Review: Whiskey Tango Foxtrot by David Shafer
The Pacific Northwest seems to exert a natural gravity on iconoclastic novelists. Ken Kesey lived most of his life in Oregon and wrote what is arguably the iconic Oregon novel, Sometimes a Great Notion. Tom Robbins spent the majority of his adult life in Seattle. Richard Brautigan, born in Tacoma, would wind up in Eugene, Oregon, where a public sculpture of Kesey stands today. “Oregon is the citadel of the spirit,” Kesey once wrote.
(Which is a nice way of saying what I found unavoidable in the three years I lived outside Portland: Oregonians typically take pride in dogged anti-authoritarianism.)
New York City-born Portland resident David Shafer’s debut novel continues that tradition with its three nonconformist protagonists: Leila Majnoun, a feisty Persian-American woman who becomes the Woman Who Saw Too Much while working for an international nonprofit in a remote corner of Myanmar; Leo Crane, a paranoic substance abuser spiraling downward in Portland, and Leo’s college buddy Mark Devereaux, now the self-despising author of a wildly successful self-help manual he doesn’t believe in himself.
There are echoes of Thomas Pynchon (especially his latest novel, Bleeding Edge) in the circumstance that makes the trio unlikely allies: a scheme to collect and monetize all the private information in the world. David Foster Wallace can be felt too, in a section set in a recovery community that recalls large portions of Infinite Jest.

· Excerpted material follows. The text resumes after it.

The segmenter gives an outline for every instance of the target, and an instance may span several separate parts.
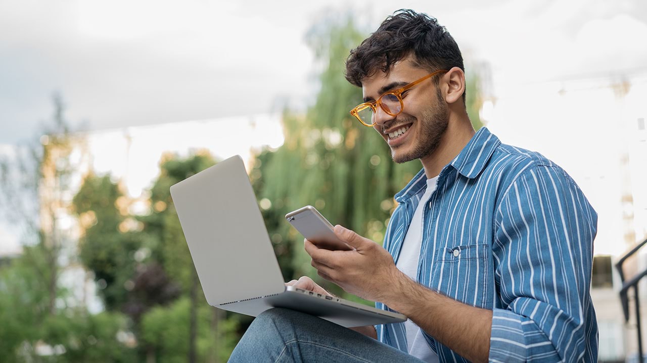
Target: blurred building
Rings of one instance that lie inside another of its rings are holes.
[[[481,114],[503,142],[541,152],[562,167],[598,213],[591,296],[600,361],[624,361],[637,352],[635,322],[624,323],[615,264],[647,238],[645,99],[642,69],[499,87]],[[627,264],[628,277],[647,268],[644,249]],[[642,291],[646,302],[647,288]],[[647,329],[647,320],[642,326]]]
[[[614,264],[647,238],[647,71],[584,75],[509,88],[497,86],[489,85],[484,97],[481,116],[487,127],[503,142],[538,151],[562,166],[598,212],[591,296],[600,327],[599,359],[635,358],[635,322],[624,321]],[[93,170],[120,181],[129,211],[137,214],[150,208],[144,202],[146,190],[164,153],[186,156],[206,149],[219,159],[239,154],[249,160],[254,149],[278,147],[283,142],[279,115],[93,131],[80,136],[70,154],[70,162],[78,166],[69,190],[61,192],[63,204],[69,203],[83,176]],[[64,208],[55,215],[57,228],[69,233],[74,248],[78,222]],[[645,268],[647,257],[642,252],[625,273],[630,277]],[[88,296],[96,295],[94,284],[82,269],[69,269],[66,276],[71,286],[83,287],[80,299],[101,309],[89,301]],[[644,285],[641,300],[647,302],[647,282]],[[642,326],[647,329],[647,318]]]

But the Myanmar sections of Shafer’s book are my favorite; Leila is a sympathetic heroine and Shafer’s evocation of the exotic locale is vivid and convincing. Leo and Mark are also likable despite being far more flawed than Leila, but they are more alike than may be optimal in a novel with multiple third-person points of view: Sometimes they feel like two halves of the same character. There are also passages of dialogue that go on longer than may need to, convenient coincidences, and a rather pat romantic subplot.
But Whiskey Tango Foxtrot is also filled with clever conceits, and the issues it ambitiously tackles are highly topical. I think Ken Kesey would approve.